她是个常来买花的老主顾,难得我这个脸盲也记得住。

我第一次见她还是在我父母经营主管着这家花店的时候。孩童时期的我经常在花店后院的园子里写作业。后院连着另一条小路,大人们在这里摆上几张桌子,桌面一概是透明玻璃的。那些来买花的情人有时也坐下谈情说爱,他们觉得花店比咖啡厅、西餐厅更浪漫有格调。

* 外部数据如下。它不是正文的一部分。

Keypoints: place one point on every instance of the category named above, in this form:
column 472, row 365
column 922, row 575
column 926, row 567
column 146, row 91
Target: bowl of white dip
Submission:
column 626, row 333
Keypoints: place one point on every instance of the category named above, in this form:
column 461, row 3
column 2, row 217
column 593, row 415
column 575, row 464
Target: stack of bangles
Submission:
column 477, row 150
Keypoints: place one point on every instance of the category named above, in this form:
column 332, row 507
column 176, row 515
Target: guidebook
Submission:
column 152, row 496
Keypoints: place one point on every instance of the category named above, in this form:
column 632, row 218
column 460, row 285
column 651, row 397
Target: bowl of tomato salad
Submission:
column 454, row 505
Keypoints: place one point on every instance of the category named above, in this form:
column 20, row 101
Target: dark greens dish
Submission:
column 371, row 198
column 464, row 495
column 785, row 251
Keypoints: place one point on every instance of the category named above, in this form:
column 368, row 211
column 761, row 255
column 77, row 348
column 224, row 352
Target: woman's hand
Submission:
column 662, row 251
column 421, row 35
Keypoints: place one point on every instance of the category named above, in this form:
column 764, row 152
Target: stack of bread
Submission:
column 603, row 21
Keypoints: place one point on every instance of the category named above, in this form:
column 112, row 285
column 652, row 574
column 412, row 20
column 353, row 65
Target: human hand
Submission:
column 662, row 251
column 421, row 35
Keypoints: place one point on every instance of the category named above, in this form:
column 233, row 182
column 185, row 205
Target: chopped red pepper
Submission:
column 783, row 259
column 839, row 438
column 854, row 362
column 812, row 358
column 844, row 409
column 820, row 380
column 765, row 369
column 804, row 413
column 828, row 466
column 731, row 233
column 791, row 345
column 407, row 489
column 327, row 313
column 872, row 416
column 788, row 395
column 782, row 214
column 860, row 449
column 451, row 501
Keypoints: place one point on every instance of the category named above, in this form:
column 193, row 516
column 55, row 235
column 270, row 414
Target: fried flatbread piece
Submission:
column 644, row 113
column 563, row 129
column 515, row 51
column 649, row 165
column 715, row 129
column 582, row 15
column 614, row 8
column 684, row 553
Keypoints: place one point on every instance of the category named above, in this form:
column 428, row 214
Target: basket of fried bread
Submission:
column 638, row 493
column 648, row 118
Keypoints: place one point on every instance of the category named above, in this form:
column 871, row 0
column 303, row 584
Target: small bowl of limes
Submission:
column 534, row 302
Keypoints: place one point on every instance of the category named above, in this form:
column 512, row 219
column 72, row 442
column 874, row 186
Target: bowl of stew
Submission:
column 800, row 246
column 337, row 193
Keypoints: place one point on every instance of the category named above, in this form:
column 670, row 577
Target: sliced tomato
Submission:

很多次,她站在院子外面的小路上。我从没见她进前院店面里买一束花走。

于是在我第三次认出她那身粉色的中长款羽绒服时,我开始认真的盯着她看。毕竟前几次每一眼都只是看到她傻站在那里,再低头写一道题后抬眼就不见了。

这次,她还是和往常一样,双手插在羽绒服大大的兜里,脖子缩在围巾后,看不清表情。有点驼背的坏毛病,奶奶看见了一定会说她。我这么想着,也可能是这样的动作能没那么冷。

不过一会儿,她等的人就来了。我眼看她的脸从围巾里露出来,好像不怕冷了。

紧接着就是一顶深色绒线帽出现在画面里——一个带着深色绒线帽的人,比她高很多,往她手里塞了一捧花。很大一捧,让年幼的我去抱着会很吃力的程度。

我认人不行,分辨花的眼力倒不错。棕色的花纸里,多几只向日葵,少有两三枝白玫瑰,配花是小雏菊、喷泉草和尤加利叶。花纸上的蝴蝶结系得相当漂亮。店里搭好售卖的没这种,显然是人用心挑选包好的。

之后那个绒线帽也经常带着花出现在她面前,花束样子每次都不一样。

从那时起我就经常见她,到如今几十年过去了。

 

而此刻,她坐在我对面,苍老的手细细摩挲着茉莉盆栽的叶子,她的指纹和叶脉贴在一起。

我给她倒了杯热茶。

她笑着看了我一眼,又笑着看手里的盆栽。乐此不疲的碰碰叶子再碰碰花骨朵,安静的看它们轻轻晃悠几下。

 

我理解不了,并且有些头大。这老太太和我说她迷路了。

什么事儿都能让我遇上呢。

我问她,您记得家庭住址吗。

她摇头。

我再问她,您有家里人电话吗。

她也摇摇头,过几秒又自顾自补充,说她没有儿女的。

我叹起气来,有些无助的问她,那您爱人的呢,您爱人叫什么名字。

可她又摇了摇头,有点遗憾又无措的说:啊…我忘记我爱人的名字了。

 

我没话说了,刚想直接报警,她就自顾自得说起话来。

“我爱人啊,我和我爱人……”

谁问她了?

不过我还是默默把手机放回兜里了。人都是爱听八卦的。

 

她和m是年少的恋人了。

哦,m就是她口中的爱人,那个绒线帽。

 

听她说,第一次见m是在市二分院的花园里。

她来二院开下个月要吃的喹硫平和碳酸锂。即便她很讨厌医院的消毒水和酒精混杂的奇怪味道,但是精神科医生开药向来谨慎,她只好不得不每个月到访一回。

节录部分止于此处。